A questa efficienza va aggiunta quella di una maggiore circolarità delle risorse, ricorrendo alle nuove tecnologie e conoscenze. Ad esempio, integrare meglio colture e bestiame, massimizzano la capacità di quest’ultimo di alimentarsi di biomasse non commestibili per l’alimentazione umana, così da ridurre l’uso di pesticidi e fertilizzanti sintetici per nuove coltivazioni.
Una seconda soluzione è trovare le alternative meno impattanti a livello ecologico. Ad esempio, l’azoto del terreno: le leguminose fissano questa sostanza nel terreno, sostanza benefica per la crescita delle colture, seminando più legumi e gestendo meglio il ciclo del letame si ridurrebbe la quantità di fertilizzante sintetico da utilizzare nei suoli a beneficio dell’ecosistema e a vantaggio dell’economia aziendale (ottimizzare gli effluenti implica minori costi di smaltimento).

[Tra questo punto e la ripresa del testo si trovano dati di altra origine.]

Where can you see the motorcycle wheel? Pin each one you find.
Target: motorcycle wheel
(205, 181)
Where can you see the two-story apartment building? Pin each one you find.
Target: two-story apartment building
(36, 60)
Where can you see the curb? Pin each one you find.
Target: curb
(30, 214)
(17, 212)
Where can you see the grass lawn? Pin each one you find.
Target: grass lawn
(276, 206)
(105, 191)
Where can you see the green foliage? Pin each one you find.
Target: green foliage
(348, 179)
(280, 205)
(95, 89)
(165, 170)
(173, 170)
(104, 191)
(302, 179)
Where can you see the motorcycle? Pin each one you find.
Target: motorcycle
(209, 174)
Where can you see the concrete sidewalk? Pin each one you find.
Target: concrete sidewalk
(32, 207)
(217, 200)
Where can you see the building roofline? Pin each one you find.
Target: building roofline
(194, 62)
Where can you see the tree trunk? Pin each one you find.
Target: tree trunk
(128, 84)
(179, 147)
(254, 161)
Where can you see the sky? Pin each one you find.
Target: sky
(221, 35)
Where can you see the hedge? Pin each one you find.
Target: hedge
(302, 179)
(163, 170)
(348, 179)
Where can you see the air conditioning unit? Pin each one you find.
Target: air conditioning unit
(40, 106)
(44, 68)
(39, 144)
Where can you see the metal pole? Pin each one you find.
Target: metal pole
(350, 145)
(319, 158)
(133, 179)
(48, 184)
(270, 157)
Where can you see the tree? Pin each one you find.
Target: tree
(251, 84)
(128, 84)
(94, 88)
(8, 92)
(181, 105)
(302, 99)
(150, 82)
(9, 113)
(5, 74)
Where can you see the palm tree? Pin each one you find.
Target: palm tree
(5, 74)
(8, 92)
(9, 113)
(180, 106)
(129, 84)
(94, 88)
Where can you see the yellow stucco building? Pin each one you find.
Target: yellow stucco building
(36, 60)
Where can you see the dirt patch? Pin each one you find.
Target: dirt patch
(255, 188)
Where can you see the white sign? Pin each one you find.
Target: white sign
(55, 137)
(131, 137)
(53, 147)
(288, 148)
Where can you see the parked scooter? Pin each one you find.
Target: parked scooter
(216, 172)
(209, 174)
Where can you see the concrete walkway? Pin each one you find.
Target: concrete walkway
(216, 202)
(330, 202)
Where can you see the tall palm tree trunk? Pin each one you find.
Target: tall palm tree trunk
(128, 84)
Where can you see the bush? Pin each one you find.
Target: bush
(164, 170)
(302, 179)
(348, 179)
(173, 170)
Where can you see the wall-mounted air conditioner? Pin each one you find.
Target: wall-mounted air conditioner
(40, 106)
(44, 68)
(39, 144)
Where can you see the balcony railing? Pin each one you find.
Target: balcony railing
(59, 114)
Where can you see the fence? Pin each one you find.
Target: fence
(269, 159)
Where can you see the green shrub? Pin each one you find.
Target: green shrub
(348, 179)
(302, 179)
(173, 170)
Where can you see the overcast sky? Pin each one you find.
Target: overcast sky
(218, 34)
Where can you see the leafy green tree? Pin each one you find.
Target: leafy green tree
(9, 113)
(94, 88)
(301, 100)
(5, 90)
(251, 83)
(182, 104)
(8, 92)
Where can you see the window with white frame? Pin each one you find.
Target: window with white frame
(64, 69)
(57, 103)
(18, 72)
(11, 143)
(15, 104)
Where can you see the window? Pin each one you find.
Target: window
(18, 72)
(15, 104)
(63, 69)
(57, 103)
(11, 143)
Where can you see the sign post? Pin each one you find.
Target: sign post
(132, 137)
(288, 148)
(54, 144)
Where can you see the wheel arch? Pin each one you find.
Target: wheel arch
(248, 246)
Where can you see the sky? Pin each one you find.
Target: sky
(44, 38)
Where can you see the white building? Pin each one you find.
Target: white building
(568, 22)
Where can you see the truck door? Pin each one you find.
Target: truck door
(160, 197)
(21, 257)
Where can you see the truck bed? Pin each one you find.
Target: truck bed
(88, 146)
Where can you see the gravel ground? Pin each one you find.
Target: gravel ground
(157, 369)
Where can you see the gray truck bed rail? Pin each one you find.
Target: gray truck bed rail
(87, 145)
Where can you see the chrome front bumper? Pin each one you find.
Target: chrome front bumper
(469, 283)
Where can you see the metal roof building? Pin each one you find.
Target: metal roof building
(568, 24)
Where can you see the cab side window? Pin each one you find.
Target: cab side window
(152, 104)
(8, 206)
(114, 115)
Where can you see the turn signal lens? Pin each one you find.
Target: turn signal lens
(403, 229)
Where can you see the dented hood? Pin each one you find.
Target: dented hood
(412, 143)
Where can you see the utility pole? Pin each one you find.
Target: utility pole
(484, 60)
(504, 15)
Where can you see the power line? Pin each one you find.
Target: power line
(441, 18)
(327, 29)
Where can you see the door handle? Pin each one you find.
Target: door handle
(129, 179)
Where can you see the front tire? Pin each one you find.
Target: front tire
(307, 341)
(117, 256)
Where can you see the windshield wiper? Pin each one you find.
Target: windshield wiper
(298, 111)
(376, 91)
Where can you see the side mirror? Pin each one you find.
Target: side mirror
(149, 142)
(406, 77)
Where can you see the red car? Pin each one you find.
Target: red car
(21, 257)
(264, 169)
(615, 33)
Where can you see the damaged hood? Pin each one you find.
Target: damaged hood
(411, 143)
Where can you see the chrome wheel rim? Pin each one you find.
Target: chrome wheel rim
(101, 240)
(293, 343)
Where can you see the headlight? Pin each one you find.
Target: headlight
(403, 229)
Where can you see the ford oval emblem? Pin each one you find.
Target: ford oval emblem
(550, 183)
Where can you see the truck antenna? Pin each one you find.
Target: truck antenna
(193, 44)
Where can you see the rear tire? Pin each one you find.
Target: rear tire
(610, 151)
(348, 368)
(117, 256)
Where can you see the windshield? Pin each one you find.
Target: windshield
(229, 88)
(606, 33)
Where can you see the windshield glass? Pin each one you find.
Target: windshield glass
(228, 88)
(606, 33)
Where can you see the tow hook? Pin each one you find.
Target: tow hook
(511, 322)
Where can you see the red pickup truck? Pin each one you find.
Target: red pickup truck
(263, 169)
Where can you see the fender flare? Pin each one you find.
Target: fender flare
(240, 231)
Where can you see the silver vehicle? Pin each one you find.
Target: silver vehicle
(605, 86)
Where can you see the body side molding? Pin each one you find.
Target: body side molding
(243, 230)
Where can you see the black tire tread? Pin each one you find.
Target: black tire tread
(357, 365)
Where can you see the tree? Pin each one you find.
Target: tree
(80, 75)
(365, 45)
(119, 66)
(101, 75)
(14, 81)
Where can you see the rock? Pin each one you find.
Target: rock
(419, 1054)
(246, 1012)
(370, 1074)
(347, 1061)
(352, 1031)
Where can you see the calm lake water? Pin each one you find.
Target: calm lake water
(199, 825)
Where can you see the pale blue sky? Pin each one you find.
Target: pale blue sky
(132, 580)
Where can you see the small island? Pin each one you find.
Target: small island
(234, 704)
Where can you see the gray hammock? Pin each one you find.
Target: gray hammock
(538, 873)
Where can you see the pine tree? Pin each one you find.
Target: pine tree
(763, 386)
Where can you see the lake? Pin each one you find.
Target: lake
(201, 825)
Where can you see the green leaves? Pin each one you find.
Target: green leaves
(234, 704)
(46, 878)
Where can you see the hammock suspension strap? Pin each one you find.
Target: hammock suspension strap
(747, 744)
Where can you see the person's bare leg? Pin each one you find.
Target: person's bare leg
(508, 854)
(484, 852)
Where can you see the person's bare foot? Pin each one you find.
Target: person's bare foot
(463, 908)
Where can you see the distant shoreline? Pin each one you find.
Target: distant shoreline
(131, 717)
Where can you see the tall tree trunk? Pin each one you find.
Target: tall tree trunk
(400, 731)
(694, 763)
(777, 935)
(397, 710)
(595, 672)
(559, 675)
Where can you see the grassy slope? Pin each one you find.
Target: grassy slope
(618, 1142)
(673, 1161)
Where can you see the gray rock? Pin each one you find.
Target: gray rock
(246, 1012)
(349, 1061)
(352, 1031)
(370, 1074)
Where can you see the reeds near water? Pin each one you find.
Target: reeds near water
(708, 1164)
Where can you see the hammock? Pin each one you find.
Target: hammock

Una terza opzione è identificare le sinergie che possono derivare dall’integrazione dei processi: il bestiame può contribuire ad aumentare la “circolarità” dei sistemi alimentari. I suini possono essere nutriti con materia vegetale derivante da sottoprodotti dell’industria alimentare o non commestibili per l’uomo, mentre i reflui zootecnici, trattati, possono essere utili per fertilizzare i terreni in modo naturale e per produrre biogas, quindi energia rinnovabile per le aziende agricole o per altri settori dell’economia. Sono tutte soluzioni già attive, ma bisogna implementarle ai massimi livelli e in tutti i Paesi.